Impact of Ethnicity on the Diagnosis and Treatment of Reproductive Disorders
Reproductive disorders are influenced by a variety of factors such as gender, age, and lifestyles. Ethnicity is one of such factors because it has impact on fertility and reproductive functions. There exist some disparities in health that are related to reproductive systems. For example, American Indian/Alaskan native and African-American women demonstrate higher incidence of invasive cervical cancer, black women are cauterized with higher rates of preterm birth and fetal, infant, and perinatal mortality (Sharara, 2015). Moreover, ethnic and racial disparities are frequently decisive for reproductive medicine, both diagnosing and treatment of disorders.
Some of health problems that lead to reproductive disorders include diabetes mellitus and obesity that are usually more frequent among national minorities. Thus, non-Hispanic black Americans are at increased risk of having diabetes than Whites (Owen, Goldstein, Clayton, & Segars, 2013). Non-Hispanic black women also have higher obesity rates (49.6%) compared to white women (33%). Since there is a proved connection between “increased body mass index, polycystic ovarian syndrome, insulin resistance, anovulation, and diabetes mellitus,” such demographic disparities are disturbing (Owen et al., 2013, p. 320).

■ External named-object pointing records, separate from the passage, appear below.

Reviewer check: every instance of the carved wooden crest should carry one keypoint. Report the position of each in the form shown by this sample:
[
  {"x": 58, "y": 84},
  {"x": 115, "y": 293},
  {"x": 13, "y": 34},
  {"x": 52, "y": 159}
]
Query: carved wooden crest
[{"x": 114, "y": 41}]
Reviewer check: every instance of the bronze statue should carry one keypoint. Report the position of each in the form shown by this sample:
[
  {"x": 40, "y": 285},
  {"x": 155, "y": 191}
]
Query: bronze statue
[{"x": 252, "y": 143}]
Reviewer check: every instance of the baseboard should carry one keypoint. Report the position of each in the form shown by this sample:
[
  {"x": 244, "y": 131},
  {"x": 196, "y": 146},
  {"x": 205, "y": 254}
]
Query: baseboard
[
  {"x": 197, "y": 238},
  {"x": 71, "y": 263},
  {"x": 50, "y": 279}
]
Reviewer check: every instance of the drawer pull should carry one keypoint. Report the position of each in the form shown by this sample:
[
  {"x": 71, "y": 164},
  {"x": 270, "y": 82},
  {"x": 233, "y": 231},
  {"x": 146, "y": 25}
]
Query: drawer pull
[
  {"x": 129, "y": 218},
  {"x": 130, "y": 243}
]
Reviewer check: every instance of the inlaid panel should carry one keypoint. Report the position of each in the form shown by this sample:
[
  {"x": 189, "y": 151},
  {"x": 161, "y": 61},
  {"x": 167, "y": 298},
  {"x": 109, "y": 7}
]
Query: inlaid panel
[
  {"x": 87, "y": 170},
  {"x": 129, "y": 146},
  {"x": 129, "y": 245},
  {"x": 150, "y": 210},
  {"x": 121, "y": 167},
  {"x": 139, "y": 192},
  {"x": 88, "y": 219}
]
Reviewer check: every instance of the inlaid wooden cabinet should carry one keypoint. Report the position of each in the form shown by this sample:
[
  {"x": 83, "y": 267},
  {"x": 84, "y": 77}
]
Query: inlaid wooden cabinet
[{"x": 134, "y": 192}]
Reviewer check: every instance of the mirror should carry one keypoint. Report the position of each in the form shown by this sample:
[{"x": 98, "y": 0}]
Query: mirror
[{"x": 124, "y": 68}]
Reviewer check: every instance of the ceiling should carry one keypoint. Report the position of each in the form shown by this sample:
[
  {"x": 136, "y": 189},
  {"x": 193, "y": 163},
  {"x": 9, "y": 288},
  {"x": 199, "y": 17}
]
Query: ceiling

Treatment and diagnosing can become a problem for low-income national minorities because of poor access to health care. Also, treatment of fertility disorders with assisted reproductive technology has racial disparities. Thus, black women have an average of 1.3 more years of infertility because of lack of fertility care. Finally, some differences in diagnosing infertility were revealed. African Americans and Hispanics typically have higher rates of tubal factor infertility if compared to white women.
Conclusions
Generally speaking, reproductive disorders are a burden of contemporary medical science. They can be influenced by a variety of factors including age, environment, and ethnicity. Thus, the strategies for diagnosing and treatment should consider all impacts for better patient outcomes.
References
Hammer, G.D., & McPhee, S.J. (2014). Pathophysiology of disease: An introduction to clinical medicine (7th ed.). New York, NY: McGraw Hill Education.
Huether, S.E., & McCance, K.L. (2016). Understanding pathophysiology (6th ed.). St. Louis, MO: Elsevier.
Owen, C., Goldstein, E., Clayton, J., & Segars, J. (2013). Racial and ethnic health disparities in reproductive medicine: An evidence-based overview. Seminars in Reproductive Medicine, 31(05), 317-324. Web.
Sharara, F. (Ed.). (2015). Ethnic differences in fertility and assisted reproduction. New York, NY: Springer.